La "multa"* sotto il tergicristallo, quindi, non è autonomamente impugnabile: serve più che altro a consentire all'automobilista di pagare in misura ridotta evitando le spese per la notifica del verbale o, se il pagamento è effettuato entro cinque giorni, di pagare il 30% in meno dell'importo previsto dal codice.
Di regola, infatti, il verbale dev'essere contestato immediatamente al trasgressore, a meno che non ricorra una delle ipotesi previste dal codice della strada (es.: assenza del trasgressore, veicolo lanciato ad eccessiva velocità, passaggio col semaforo rosso etc.).
Quando non è possibile la contestazione immediata, l'accertatore lascia l'avviso di cortesia (chiaramente se il veicolo è fermo, ad esempio in divieto di sosta e in assenza del conducente), oppure procede alla redazione del verbale e alla notifica che normalmente avviene a mezzo posta, indicando in entrambi i casi il motivo della mancata contestazione immediata.
E' quindi inutile, come fanno in molti, gettare via o ignorare la multa trovata sotto il tergicristallo, visto che non è quello l'atto con il quale si contesta l'infrazione e, anzi, se si è nel torto è più utile pagare subito in misura ridotta. Le possibilità che l'agente accertatore non proceda a redigere il verbale sono, infatti, molto poche.
E' anche inutile non ritirare la multa che il postino vuole consegnarci, o ignorare l'avviso che ci viene lasciato in cassetta per indicare che c'è un atto da ritirare presso l'ufficio postale: se il destinatario viene messo nella condizione di ricevere l'atto, ma non lo ritira volontariamente o nei termini di legge, la notifica si intende comunque perfezionata.
Se il verbale viene contestato subito, il conducente può fare ricorso nei termini di legge (sessanta giorni per il ricorso al Prefetto, trenta per il ricorso al Giudice di Pace). Il pagamento della sanzione, però, preclude la possibilità di fare ricorso.
Un'alternativa ai ricorsi è presentare un'istanza in autotutela all'Ente che ha emesso il verbale, che ha il potere di correggere o annullare un atto illegittimo: tuttavia, è consigliabile percorrere questa strada solo in presenza di irregolarità o errori evidenti commessi dagli accertatori (es.: per un errore di trascrizione della targa, viene sanzionato un veicolo che in realtà era imbarcato per un viaggio).
Se non c'è contestazione immediata, il termine per presentare ricorso decorre dal momento in cui l'atto viene notificato al destinatario: è importante sapere che l'organo procedente ha novanta giorni di tempo dal giorno dell'infrazione per notificare il verbale, altrimenti lo stesso può essere invalidato dal Prefetto o da Giudice.

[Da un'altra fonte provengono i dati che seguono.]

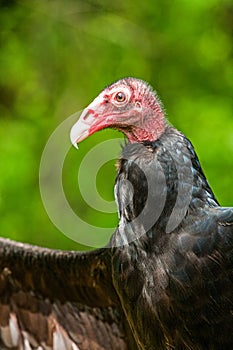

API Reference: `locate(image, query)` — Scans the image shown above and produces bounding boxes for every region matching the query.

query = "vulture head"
[70,77,166,145]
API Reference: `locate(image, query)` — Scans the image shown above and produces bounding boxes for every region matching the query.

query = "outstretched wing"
[0,238,135,350]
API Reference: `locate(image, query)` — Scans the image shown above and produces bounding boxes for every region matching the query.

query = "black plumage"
[111,127,233,349]
[1,78,232,349]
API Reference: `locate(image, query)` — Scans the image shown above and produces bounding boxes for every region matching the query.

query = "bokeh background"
[0,0,232,250]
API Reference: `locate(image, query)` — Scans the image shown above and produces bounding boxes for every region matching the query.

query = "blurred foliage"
[0,0,232,250]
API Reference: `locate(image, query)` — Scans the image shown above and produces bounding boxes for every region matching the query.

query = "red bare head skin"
[70,78,166,146]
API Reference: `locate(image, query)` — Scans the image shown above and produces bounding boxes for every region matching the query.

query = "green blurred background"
[0,0,232,250]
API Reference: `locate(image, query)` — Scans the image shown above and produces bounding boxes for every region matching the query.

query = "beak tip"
[70,124,80,150]
[73,142,79,150]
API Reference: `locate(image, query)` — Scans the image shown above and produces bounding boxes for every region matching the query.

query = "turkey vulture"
[1,78,233,350]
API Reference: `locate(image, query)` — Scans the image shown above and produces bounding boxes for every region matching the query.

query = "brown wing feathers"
[0,238,134,350]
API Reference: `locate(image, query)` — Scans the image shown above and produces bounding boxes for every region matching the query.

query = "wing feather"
[0,238,135,350]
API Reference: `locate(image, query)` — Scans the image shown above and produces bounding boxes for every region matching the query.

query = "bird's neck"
[122,112,166,143]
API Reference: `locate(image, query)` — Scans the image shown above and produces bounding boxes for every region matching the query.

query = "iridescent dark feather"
[112,127,233,349]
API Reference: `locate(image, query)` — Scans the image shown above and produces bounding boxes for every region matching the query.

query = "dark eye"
[115,92,126,103]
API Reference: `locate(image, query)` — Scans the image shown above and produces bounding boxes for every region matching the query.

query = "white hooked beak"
[70,96,104,149]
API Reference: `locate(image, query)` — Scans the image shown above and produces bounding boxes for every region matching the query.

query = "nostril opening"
[83,109,95,120]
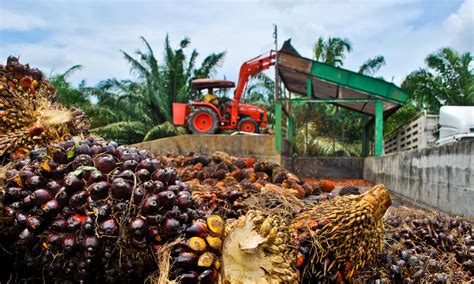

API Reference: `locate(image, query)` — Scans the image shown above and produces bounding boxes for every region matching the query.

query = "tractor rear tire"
[188,108,219,134]
[238,117,259,133]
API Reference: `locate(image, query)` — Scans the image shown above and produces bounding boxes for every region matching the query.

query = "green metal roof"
[277,40,408,117]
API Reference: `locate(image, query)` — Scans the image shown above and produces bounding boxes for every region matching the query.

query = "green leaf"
[73,166,99,176]
[67,147,75,159]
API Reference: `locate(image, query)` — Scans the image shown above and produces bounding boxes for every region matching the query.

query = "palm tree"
[313,37,352,67]
[246,73,276,127]
[402,47,474,113]
[49,65,91,109]
[91,36,226,144]
[359,55,386,76]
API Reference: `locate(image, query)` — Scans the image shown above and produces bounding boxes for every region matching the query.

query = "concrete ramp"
[133,134,285,164]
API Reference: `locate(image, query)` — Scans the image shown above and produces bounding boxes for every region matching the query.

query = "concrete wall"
[282,156,364,179]
[364,140,474,219]
[134,134,283,164]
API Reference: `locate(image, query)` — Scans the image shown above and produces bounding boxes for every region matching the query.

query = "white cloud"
[0,9,48,31]
[0,0,470,88]
[444,0,474,51]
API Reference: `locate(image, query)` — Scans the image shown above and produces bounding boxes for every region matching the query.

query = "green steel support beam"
[275,101,282,152]
[288,98,377,104]
[307,78,312,97]
[362,117,370,157]
[375,100,383,156]
[287,115,294,145]
[310,61,408,104]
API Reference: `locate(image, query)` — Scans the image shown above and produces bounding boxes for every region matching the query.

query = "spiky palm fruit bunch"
[0,56,89,159]
[291,184,391,282]
[0,137,203,282]
[220,209,299,283]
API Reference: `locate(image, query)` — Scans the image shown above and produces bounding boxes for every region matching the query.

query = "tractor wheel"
[238,117,259,133]
[188,108,219,134]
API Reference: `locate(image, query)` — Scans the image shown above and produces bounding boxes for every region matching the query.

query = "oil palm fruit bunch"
[291,184,391,282]
[0,56,89,159]
[0,137,202,282]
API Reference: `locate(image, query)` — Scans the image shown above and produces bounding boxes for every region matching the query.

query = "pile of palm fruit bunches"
[0,55,89,162]
[0,56,471,283]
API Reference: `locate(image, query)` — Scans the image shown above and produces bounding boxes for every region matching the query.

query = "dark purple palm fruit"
[145,214,162,226]
[90,181,110,201]
[90,144,105,156]
[152,169,167,183]
[97,204,111,220]
[111,178,132,200]
[55,187,69,206]
[15,212,28,226]
[136,169,150,182]
[51,164,69,180]
[72,154,94,170]
[26,215,43,232]
[25,175,45,190]
[67,214,86,232]
[99,218,119,236]
[118,148,140,162]
[86,170,106,186]
[42,199,61,216]
[157,190,176,209]
[30,188,51,206]
[18,228,35,245]
[83,235,101,262]
[147,226,160,242]
[141,194,160,215]
[113,202,128,213]
[116,169,135,181]
[133,186,146,204]
[50,218,67,232]
[69,190,89,209]
[177,191,192,209]
[129,217,147,238]
[138,149,151,159]
[4,187,22,203]
[47,233,63,252]
[64,173,84,193]
[46,180,62,195]
[142,181,155,193]
[138,158,161,173]
[75,143,91,156]
[94,154,116,174]
[161,217,181,237]
[165,167,178,185]
[63,235,78,254]
[81,215,95,235]
[121,160,139,171]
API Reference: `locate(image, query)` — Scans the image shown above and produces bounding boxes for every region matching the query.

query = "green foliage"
[313,37,352,67]
[143,122,188,141]
[91,121,147,145]
[245,73,275,127]
[359,56,386,76]
[401,48,474,113]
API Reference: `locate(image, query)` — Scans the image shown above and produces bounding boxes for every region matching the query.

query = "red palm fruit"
[318,180,335,193]
[28,124,45,137]
[187,237,207,252]
[94,154,116,174]
[175,252,199,267]
[185,221,208,237]
[69,190,89,209]
[111,178,132,200]
[99,218,119,236]
[161,218,181,237]
[30,189,51,206]
[90,181,110,200]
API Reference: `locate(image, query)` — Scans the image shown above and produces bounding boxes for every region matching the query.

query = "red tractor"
[172,51,276,134]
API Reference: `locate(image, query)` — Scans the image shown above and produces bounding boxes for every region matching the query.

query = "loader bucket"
[172,103,191,126]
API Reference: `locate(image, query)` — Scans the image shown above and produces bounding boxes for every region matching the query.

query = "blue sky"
[0,0,472,87]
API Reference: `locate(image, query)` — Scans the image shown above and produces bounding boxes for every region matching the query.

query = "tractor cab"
[191,79,234,111]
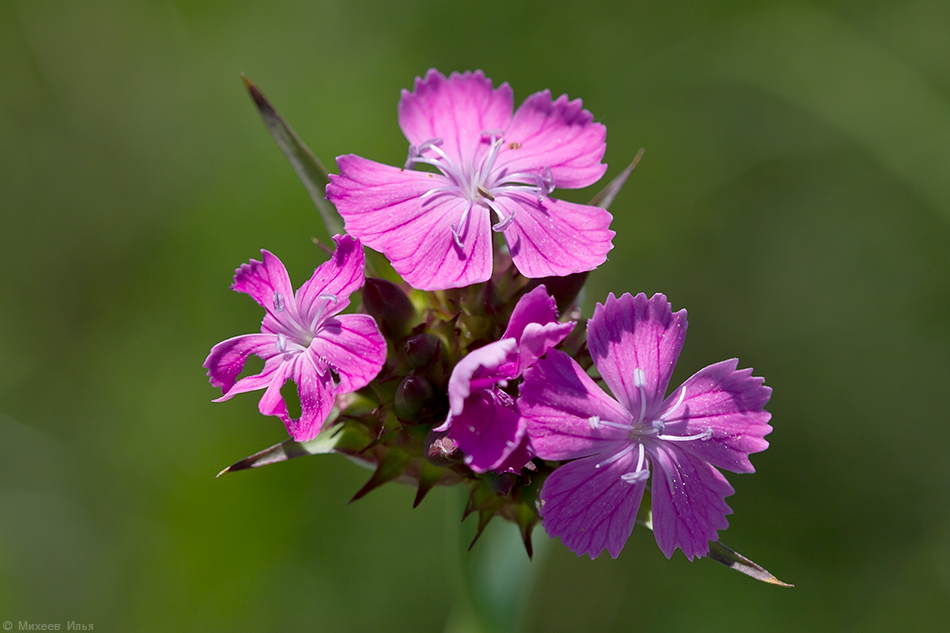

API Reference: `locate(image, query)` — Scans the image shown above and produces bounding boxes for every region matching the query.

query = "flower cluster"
[205,69,774,567]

Ma attenzione: se l'ufficio procedente deve compiere delle ricerche per risalire al proprietario del mezzo o al trasgressore, il termine di novanta giorni decorre dal momento in cui lo stesso ufficio sia stato posto nelle condizioni di conoscere l'identità di tali soggetti. 
Il verbale, di regola, deve essere infatti notificato sia al trasgressore che al cosiddetto "obbligato in solido", cioè al proprietario del veicolo o comunque al titolare di altri diritti sul veicolo stesso.
Quando non viene identificato il trasgressore, gli organi accertatori notificano il verbale all'obbligato in solido e, se l'infrazione comporta la perdita di punti sulla patente, sarà necessario indicare i dati dell'effettivo trasgressore entro sessanta giorni dalla notifica del verbale, pena l'emissione di un altro verbale.
Come si può notare, le procedure previste dalla legge sono estremamente dettagliate e, sopra, sono stati omessi per brevità aspetti di fondamentale importanza. Il consiglio, quindi, è quello di rivolgersi in tempi brevi ad un legale quando si ritiene di essere dalla parte della ragione.

* = per la precisione, il termine informale "multa" è errato perché la multa è una sanzione pecuniaria prevista per i reati più gravi. Nel linguaggio di tutti i giorni, questo termine viene utilizzato per indicare il preavviso lasciato sotto il tergicristallo o il vero e proprio verbale di accertamento della violazione al codice della strada.